Cour d'appel d'Aix-en-Provence · Arrêt
Cour d'appel d'Aix-en-Provence — Chambre 4-1
Chambre 4-1Arrêt du 4 septembre 2026RG n° 23/02469
- Solution
- Confirme partiellement et infirme pour le surplus
- Jugement déféré
- Conseil de prud'hommes de Marseille · 23 janvier 2023
- Durée de l'appel
- 3 ans et 7 mois
Repère documentaire
Synthèse de la décision
- Contexte: Vu les dernières conclusions de M. [U] déposées au greffe aux termes desquelles il demande à la cour de: ' confirmer le jugement déféré en ce qu'il a fixé au passif de la société [2] la somme de 9 236,52 euros d'indemnité forfaitaire pour dissimulation d'emploi au profit de M. [U]; ' infirmer le jugement déféré en ce qu'il débouté M. [U] de sa demande de paiement de ses salaires, en l'absence de rupture de son contrat de travail, du mois d'août 2020 jusqu'au jour de jugement, le conseil de prud'hommes n'ayant fixé au passif de cette société que son salaire du 13 août 2020 à la fin de septembre 2020.

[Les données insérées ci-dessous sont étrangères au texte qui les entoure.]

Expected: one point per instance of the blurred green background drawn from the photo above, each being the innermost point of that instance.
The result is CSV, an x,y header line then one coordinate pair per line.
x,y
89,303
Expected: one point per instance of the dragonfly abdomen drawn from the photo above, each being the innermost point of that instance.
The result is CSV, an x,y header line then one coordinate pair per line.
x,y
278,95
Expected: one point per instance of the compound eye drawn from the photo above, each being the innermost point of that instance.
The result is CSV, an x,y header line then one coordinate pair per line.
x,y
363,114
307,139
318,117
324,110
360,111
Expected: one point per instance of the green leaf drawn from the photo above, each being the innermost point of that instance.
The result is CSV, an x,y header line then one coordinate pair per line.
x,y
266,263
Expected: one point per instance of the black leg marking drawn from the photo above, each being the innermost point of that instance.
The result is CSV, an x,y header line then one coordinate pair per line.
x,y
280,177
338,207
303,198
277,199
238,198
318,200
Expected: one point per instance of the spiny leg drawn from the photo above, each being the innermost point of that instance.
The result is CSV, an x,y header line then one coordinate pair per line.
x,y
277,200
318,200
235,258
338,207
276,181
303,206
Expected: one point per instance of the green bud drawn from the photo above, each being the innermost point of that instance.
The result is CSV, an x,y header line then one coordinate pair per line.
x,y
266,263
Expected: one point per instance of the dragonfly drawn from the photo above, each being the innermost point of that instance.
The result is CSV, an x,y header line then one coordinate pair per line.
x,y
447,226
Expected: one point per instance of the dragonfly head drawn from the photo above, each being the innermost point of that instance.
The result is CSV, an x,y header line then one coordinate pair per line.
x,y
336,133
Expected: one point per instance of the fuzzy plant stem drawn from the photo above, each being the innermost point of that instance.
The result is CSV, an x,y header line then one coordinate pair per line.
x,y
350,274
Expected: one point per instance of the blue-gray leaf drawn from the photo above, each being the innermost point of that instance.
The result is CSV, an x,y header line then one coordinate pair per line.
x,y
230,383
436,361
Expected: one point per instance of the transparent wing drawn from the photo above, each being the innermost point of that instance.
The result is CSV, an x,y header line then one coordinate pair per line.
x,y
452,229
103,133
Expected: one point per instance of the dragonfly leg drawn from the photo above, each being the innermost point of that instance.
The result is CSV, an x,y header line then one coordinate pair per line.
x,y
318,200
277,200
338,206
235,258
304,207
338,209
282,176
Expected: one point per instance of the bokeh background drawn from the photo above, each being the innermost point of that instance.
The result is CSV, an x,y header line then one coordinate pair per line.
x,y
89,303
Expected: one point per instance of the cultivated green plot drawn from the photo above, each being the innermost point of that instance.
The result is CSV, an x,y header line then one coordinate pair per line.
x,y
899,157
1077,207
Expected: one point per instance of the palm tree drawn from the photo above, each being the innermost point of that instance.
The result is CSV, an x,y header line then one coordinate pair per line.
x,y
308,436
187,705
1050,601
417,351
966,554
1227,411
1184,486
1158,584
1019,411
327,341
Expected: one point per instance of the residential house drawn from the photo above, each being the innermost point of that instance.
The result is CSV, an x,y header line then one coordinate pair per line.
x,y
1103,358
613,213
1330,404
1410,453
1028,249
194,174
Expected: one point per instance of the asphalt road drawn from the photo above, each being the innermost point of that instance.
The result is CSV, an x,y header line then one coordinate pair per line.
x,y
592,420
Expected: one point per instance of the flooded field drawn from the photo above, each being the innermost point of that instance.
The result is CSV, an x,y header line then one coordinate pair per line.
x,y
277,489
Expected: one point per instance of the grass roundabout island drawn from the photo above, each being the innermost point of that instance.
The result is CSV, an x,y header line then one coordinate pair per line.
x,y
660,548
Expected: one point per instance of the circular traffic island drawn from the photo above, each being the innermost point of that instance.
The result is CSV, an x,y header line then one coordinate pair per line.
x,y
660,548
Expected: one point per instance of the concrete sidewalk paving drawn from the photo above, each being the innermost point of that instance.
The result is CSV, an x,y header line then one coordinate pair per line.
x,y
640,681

- Demandes: M. [U] déposées au greffe aux termes desquelles il demande à la cour de ' confirmer le jugement déféré en ce qu'il a fixé au passif de la société [2] la somme de 9 236,52 euros d'indemnité forfaitaire pour dissimulation d'emploi au profit de M. [U]; ' infirmer le jugement déféré en ce qu'il débouté M. [U] de sa demande de paiement de ses salaires, en l'absence de rupture de son contrat de travail, du mois d'août 2020 jusqu'au jour de jugement, le conseil de prud'hommes n'ayant fixé au passif de cette société que son salaire du 13 août 2020 à la fin de septembre 2020.

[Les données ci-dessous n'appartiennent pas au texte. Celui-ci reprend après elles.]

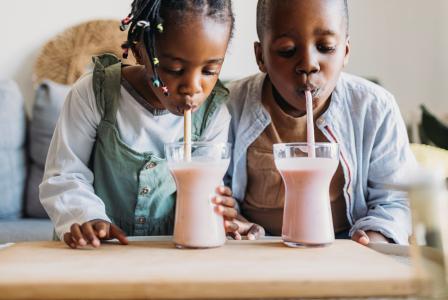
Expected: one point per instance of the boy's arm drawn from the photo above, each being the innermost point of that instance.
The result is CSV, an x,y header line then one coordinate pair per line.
x,y
67,192
388,210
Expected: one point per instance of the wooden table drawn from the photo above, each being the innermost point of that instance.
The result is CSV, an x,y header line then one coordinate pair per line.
x,y
241,269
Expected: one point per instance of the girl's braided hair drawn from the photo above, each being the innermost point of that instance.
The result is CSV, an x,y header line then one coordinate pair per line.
x,y
146,20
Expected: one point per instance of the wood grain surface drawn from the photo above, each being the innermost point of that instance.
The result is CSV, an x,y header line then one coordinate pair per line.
x,y
240,269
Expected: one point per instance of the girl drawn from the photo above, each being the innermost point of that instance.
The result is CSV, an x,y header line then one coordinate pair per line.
x,y
105,177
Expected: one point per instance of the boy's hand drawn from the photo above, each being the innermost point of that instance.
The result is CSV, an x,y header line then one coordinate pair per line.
x,y
92,232
225,206
251,230
366,237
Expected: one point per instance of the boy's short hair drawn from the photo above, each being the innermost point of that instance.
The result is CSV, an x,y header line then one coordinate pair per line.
x,y
262,16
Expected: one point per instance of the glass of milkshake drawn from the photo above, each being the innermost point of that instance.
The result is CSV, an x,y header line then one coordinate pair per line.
x,y
307,219
197,175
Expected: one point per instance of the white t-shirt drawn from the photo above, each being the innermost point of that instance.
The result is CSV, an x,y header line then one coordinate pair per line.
x,y
67,192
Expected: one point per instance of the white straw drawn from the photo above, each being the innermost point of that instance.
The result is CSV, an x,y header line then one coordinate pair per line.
x,y
187,135
310,124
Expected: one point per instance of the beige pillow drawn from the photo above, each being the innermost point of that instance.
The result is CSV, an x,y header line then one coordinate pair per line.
x,y
431,157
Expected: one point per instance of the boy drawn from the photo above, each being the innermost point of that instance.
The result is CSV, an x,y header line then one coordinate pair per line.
x,y
304,45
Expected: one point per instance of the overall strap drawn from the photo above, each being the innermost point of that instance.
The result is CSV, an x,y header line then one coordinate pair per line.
x,y
107,85
203,116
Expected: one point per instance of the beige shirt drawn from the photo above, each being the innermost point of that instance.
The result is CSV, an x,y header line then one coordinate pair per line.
x,y
265,192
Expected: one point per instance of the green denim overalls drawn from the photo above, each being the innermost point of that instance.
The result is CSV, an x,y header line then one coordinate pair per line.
x,y
136,188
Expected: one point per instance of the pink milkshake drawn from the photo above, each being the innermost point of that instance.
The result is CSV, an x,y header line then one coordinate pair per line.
x,y
307,219
197,225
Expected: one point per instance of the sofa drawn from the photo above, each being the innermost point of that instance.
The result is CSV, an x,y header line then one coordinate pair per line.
x,y
24,145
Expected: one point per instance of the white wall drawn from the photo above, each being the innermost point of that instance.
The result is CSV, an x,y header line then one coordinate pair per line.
x,y
403,43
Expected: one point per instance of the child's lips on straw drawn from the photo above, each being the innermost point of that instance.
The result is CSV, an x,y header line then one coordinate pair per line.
x,y
314,93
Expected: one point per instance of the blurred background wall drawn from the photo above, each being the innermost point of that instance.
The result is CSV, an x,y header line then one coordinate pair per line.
x,y
401,43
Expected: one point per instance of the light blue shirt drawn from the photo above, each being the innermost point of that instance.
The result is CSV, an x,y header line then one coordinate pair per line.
x,y
365,121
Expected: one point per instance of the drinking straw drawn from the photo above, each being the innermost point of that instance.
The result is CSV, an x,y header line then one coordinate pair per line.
x,y
310,124
187,135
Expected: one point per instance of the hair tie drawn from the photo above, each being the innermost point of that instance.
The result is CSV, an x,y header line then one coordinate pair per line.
x,y
165,91
156,83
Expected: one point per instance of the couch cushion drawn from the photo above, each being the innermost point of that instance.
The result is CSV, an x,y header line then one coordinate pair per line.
x,y
25,230
12,152
47,105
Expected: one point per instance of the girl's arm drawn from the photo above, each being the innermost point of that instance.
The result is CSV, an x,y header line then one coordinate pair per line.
x,y
67,192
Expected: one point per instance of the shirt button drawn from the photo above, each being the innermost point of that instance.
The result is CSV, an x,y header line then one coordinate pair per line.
x,y
145,191
150,165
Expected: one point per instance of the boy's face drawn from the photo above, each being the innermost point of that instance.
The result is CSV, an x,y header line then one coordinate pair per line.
x,y
304,46
191,57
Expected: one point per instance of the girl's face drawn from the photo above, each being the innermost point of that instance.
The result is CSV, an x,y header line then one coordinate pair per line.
x,y
304,47
191,55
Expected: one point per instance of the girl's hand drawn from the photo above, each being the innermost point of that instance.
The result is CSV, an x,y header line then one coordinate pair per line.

- Raisonnement: Le courrier recommandé adressé le 20 septembre 2020 à l'ancien siège social de [Localité 2] de la société [2] n'a pas été retiré (pièce M. [U] n°1) et constitue l'unique tentative de prise de contact avec l'employeur, dont il convient de relever que le siège social a été transféré à [Localité 1] peu de temps après le 9 février 2021.
- Solution : Confirme partiellement et infirme pour le surplus.
Procédure
Chronologie du litige
- Saisine prud'homale M. [U]
- Clôture d'appel
- Jugement prud'homal Conseil de prud'hommes de Marseille
- Appel formé le [3] de [Localité 1]
- Arrêt d'appel Cour d’appel de Aix provence
Document officiel
Texte intégral
109 paragraphes affichés intégralement — le texte officiel prévaut sur les enrichissements documentaires.
COUR D'APPEL D'AIX-EN-PROVENCE
Chambre 4-1
ARRÊT AU FOND
DU 04 SEPTEMBRE 2026
N° 2026/158
Rôle N° RG 23/02469 - N° Portalis DBVB-V-B7H-BKZQR
Société [1]
C/
[Z] [U]
[M] [K]
Copie exécutoire délivrée
le :
04 SEPTEMBRE 2026
à :
Me Stéphanie BESSET-LE CESNE, avocat au barreau de MARSEILLE
Monsieur [Z] [U]
Décision déférée à la Cour :
Jugement du Conseil de Prud'hommes - Formation paritaire de MARSEILLE en date du 23 Janvier 2023 enregistré au répertoire général sous le n° 22/00851.
APPELANTE
Société [1], demeurant [Adresse 1]
représentée par Me Stéphanie BESSET-LE CESNE, avocat au barreau de MARSEILLE substitué par Me Julie GRIMA, avocat au barreau de MARSEILLE
INTIME
Monsieur [Z] [U], demeurant [Adresse 2]
représenté par M. [R] [C] (Délégué syndical ouvrier)
PARTIE INTERVENANTE
Monsieur [M] [K], ès qualités de mandataire ad hoc de la SAS [2], demeurant [Adresse 3]
non comparant
*-*-*-*-*
COMPOSITION DE LA COUR
L'affaire a été débattue le 11 Mai 2026, en audience publique, les avocats ne s'y étant pas opposés, devant M. Fabrice DURAND, Président de chambre, chargé du rapport, qui a fait un rapport oral à l'audience, avant les plaidoiries.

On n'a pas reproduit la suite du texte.